Wir haben damit einen Ausländer- und Islamanteil von 25% bei uns im Haus, und ich kann Ihnen aus Erfahrung sagen, wenn man sich ordentliche Spielregeln ausmacht und die konsequent und mit Respekt einfordert, dann funktioniert das Zusammenleben reibungslos. Dass jemand mit Familienanschluss sich besser integriert als jemand der in einem 400 Man Matratzenlager haust erschließt sich wahrscheinlich auch ganz schlichten Gemütern. Mit ein bisschen gesellschaftlicher Solidarität und weniger Angst könnten wir als Österreich viel mehr beitragen. Aber wir reden und schreiben und lieber unsere Möglichkeiten klein. Das ist viel bequemer und einfacher.

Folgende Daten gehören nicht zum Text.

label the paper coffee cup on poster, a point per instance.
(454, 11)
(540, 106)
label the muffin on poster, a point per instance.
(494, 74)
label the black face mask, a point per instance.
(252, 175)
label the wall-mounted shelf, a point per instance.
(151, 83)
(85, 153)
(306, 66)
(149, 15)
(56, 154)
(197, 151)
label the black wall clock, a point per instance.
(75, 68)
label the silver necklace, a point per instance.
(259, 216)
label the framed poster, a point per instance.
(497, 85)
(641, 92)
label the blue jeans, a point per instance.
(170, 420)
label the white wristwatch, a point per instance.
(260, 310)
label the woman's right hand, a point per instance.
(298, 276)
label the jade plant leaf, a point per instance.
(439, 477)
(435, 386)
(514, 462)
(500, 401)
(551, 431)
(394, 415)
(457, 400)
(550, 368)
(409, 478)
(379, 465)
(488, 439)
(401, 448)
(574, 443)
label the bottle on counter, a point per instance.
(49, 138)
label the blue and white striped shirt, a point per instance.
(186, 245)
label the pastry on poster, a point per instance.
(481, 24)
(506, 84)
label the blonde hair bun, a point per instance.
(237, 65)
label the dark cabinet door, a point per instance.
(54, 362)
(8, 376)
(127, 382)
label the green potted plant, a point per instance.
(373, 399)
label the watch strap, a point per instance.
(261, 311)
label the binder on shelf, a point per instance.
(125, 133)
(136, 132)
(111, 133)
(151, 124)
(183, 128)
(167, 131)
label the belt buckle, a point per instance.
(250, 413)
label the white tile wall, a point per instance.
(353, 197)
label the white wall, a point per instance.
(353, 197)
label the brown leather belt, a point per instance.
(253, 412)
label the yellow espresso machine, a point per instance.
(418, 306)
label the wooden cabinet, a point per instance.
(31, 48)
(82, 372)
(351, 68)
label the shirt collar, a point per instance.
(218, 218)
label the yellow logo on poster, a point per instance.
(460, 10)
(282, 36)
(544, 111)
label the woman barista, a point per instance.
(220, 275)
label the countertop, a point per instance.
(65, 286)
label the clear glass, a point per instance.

Das heißt aber nicht, dass ich nicht andere Sichtweisen nachvollziehen kann. Ich denke nur, wir sehen gar nicht mehr, was wir als Gesellschaft leisten können, weil wir in Teilen bereits aufgehört haben eine zu sein. Wo das ICH regiert, gibt es eben kein WIR. Und dort wo das ICH regiert, leben die Sozialschmarozer, die Wirtschaftsflüchtlinge, die Vergewaltiger und Mörder.
Nicht nur der Flüchtlinge zu lieben, bräuchten wir deutlich mehr WIR, mehr Solidarität, mehr Gesellschaft. Und ich kann Ihnen versichern, dass ich nicht aus einem Umfeld komme in dem "linkes Gedankengut" weit verbreitet ist. Solidarität ist eine konservative Tugend und gehört aus meiner Sicht zu den zentralen Werten unseres Staates. Noch.